The new processors are built with Intel's new 32-nanometer manufacturing process, which produces faster and more energy-efficient products, including Core i7, i5, and i3 processors for desktops, laptops, and embedded systems, 5 Series chipsets, and Centrino Wi-Fi and WiMax adapters.
"For the first time, there's a new family of Intel processors with the industry's most advanced technology available immediately at virtually every PC price point," Sean Maloney, executive VP and general manager of the Intel Architecture Group, said.
Intel's full line up of 32-nm, dual-core laptop chips, including previously announced processors, now numbers 11. Clock speeds range from 1.06 GHz to 2.66 GHz and pricing, based on orders of 1000 units, ranges from US$241 to $332. For desktops, Intel now has a total of six dual-core chips with clock speeds ranging from 2.93 GHz to 3.46 GHz and prices from $113 to $284.
In addition, Intel now has four wireless adapters and a dozen processors for embedded systems.
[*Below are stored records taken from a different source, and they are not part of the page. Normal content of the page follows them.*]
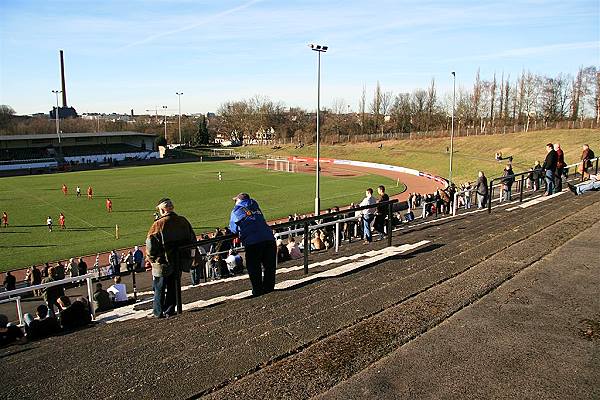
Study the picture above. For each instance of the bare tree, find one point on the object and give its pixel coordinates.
(375, 107)
(362, 109)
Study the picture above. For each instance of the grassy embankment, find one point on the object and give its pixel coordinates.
(194, 188)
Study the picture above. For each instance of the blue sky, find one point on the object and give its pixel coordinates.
(135, 54)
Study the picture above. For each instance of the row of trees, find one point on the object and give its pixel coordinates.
(499, 101)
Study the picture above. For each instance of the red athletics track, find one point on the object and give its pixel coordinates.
(414, 184)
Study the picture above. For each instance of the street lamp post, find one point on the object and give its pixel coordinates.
(165, 108)
(57, 92)
(179, 101)
(319, 49)
(452, 131)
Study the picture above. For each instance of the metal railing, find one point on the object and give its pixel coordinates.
(87, 277)
(520, 184)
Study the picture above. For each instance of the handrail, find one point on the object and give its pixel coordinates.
(87, 277)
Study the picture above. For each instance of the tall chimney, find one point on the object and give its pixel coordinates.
(62, 77)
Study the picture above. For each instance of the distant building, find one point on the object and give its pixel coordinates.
(38, 151)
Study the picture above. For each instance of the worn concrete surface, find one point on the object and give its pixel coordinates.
(536, 337)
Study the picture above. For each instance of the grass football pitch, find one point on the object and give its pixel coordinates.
(194, 188)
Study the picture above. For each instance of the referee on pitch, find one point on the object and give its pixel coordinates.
(248, 222)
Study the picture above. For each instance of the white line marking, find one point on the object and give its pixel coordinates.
(370, 257)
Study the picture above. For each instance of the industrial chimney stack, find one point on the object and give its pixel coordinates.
(62, 79)
(64, 111)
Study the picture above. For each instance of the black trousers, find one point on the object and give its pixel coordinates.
(379, 223)
(558, 180)
(261, 256)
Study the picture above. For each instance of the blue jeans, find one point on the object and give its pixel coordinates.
(367, 226)
(163, 303)
(549, 181)
(196, 274)
(586, 187)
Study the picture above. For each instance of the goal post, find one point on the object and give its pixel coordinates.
(279, 164)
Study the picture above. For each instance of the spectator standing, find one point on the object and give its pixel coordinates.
(10, 282)
(82, 266)
(138, 258)
(381, 213)
(508, 178)
(102, 299)
(52, 293)
(367, 214)
(129, 263)
(248, 222)
(481, 190)
(234, 261)
(560, 168)
(165, 236)
(294, 249)
(114, 263)
(586, 155)
(61, 221)
(72, 268)
(119, 292)
(550, 168)
(592, 184)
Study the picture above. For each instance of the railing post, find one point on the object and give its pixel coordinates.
(490, 194)
(91, 296)
(389, 232)
(19, 310)
(306, 247)
(337, 237)
(521, 189)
The processors have clock speeds ranging from 2.4 GHz to 2.66 GHz, thermal design power from 35 watts to 95 watts, and pricing from $189 to $332.
The new products are based on Intel's current Nehalem micro architecture and include several new features. The Core i7 and i5 processors feature "turbo-boost" technology, which automatically accelerates performance to meet sudden increases in workload. Some of the desktop and laptop chips also include graphics processors integrated with the CPU on the same piece of silicon for better performance.
Computer makers are expected to release more than 400 laptop and desktop designs using the latest products, according to Intel. A total of 200 embedded devices are also expected.